Not trying to bash on the mystery company. It just sounds like this "custom build" was not a very well though out design. The only thing you can do about overexcursion is keep the gain set low or add an HPF, which you'd have to guess at without being able to model the sub.



FYI, here's an arbitrary example of what I was talking about:
Here are the excursion profiles of a sub in the _same volume_ box, sealed or vented. The sealed config bottoms out and "oil-cans" on deep HT rumbles. The vented config, with proper HPF added, will never bottom out.









Here's the sealed sub again, E.g. with 500W (yellow) shown to bottom out. The same exact sub with half the power (orange), 250W, isn't gonna bottom out. The pink has 500W still but an added HPF, it will not bottom out but it also suffers from the delay of the added filter, losing it's "tight sealed sound" down low.

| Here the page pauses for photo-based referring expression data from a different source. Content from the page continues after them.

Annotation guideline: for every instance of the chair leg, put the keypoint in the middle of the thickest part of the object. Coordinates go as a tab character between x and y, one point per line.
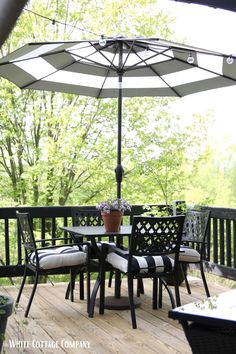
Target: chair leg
160	294
32	294
72	285
170	293
81	285
177	294
93	297
154	293
185	278
204	280
140	287
110	279
102	292
21	287
131	301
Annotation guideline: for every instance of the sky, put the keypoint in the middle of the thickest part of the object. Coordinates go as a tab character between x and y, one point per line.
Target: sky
212	29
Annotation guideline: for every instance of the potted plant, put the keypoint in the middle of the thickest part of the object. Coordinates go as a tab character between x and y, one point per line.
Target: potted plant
6	304
112	211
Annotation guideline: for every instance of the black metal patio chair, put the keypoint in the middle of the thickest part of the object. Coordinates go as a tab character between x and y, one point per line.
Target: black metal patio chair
152	242
42	260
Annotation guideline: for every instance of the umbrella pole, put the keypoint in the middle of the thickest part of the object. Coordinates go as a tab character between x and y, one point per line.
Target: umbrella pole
119	169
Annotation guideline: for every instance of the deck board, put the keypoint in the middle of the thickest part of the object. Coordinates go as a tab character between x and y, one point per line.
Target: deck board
54	321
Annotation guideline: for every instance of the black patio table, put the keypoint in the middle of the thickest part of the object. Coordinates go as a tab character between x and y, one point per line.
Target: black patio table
210	324
93	233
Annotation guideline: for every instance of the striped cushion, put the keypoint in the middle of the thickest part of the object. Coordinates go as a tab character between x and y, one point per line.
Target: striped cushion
144	264
57	257
110	245
189	255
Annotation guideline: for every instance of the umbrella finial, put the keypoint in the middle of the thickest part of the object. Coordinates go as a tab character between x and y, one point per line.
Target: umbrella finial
102	41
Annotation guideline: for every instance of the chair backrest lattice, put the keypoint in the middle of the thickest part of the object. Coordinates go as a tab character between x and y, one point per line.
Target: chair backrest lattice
27	234
26	231
156	235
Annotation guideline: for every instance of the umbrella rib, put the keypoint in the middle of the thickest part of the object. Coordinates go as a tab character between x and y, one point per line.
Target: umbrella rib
155	72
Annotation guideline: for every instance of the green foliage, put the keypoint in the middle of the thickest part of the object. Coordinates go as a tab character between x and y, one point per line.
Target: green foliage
58	149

That's the power of modelling, my friend.


----------



## Brunt (Aug 7, 2011)

fusseli said:


> Not trying to bash on the mystery company. It just sounds like this "custom build" was not a very well though out design. The only thing you can do about overexcursion is keep the gain set low or add an HPF, which you'd have to guess at without being able to model the sub.
> 
> 
> 
> ...


Hey, I don't care if you bash! Lol. I'm not keeping this thing if I can help it. The output is so anemic even before it bottoms that its a joke.


----------



## fusseli (May 1, 2007)

I edited my post with more detail since you read it 

You should definitely make sure you don't have a phasing or placement problem when you get a new sub. If you do have such a problem, the new sub will also sound weaker and/or boomier than it should.


----------